Nirmala Sitharaman addressing a press conference after the GST Council meeting had said that a committee (Tax Rate Rationalisation Committee by GST Council), which is already looking at rate rationalisation, will again review textiles along with other items and submit a report by February.
“While the rollback of the GST rate hike proposed on many textile products would benefit the sector, especially SMEs and MSMEs who operate in this employment intensive sector, it would be necessary to find out a solution in future to the problems of inverted duty structure in the textile sector. The decision to roll back the proposed GST rate increase case of the textile products would also make the footwear sector expect similar treatment in future. The proposed recommendations of the rate rationalization committee expected in the next two months would be keenly watched by many sectors, including the textile sector,” said M.S. Mani, Partner, Deloitte India.

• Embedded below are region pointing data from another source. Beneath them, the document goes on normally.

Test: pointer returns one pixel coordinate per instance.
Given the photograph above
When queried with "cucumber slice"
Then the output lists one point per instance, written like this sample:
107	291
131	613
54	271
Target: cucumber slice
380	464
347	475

CAIT said that Goyal has directed Textiles Ministry officials to interact with traders on the issue. On Monday, Tirupur Exporter’s Association President Raja M Shanmugham had also requested Goyal to remove cotton import duty. Shanmugham also informed the minister that Textile Mills Associations, Southern India Mills Association, Tamil Nadu Spinning Mills Association, and Indian Texpreneurs Federation were told to advise their members not to increase the cotton yarn prices disproportionate to increase in cotton prices as that will affect the value-added knitwear garment sector.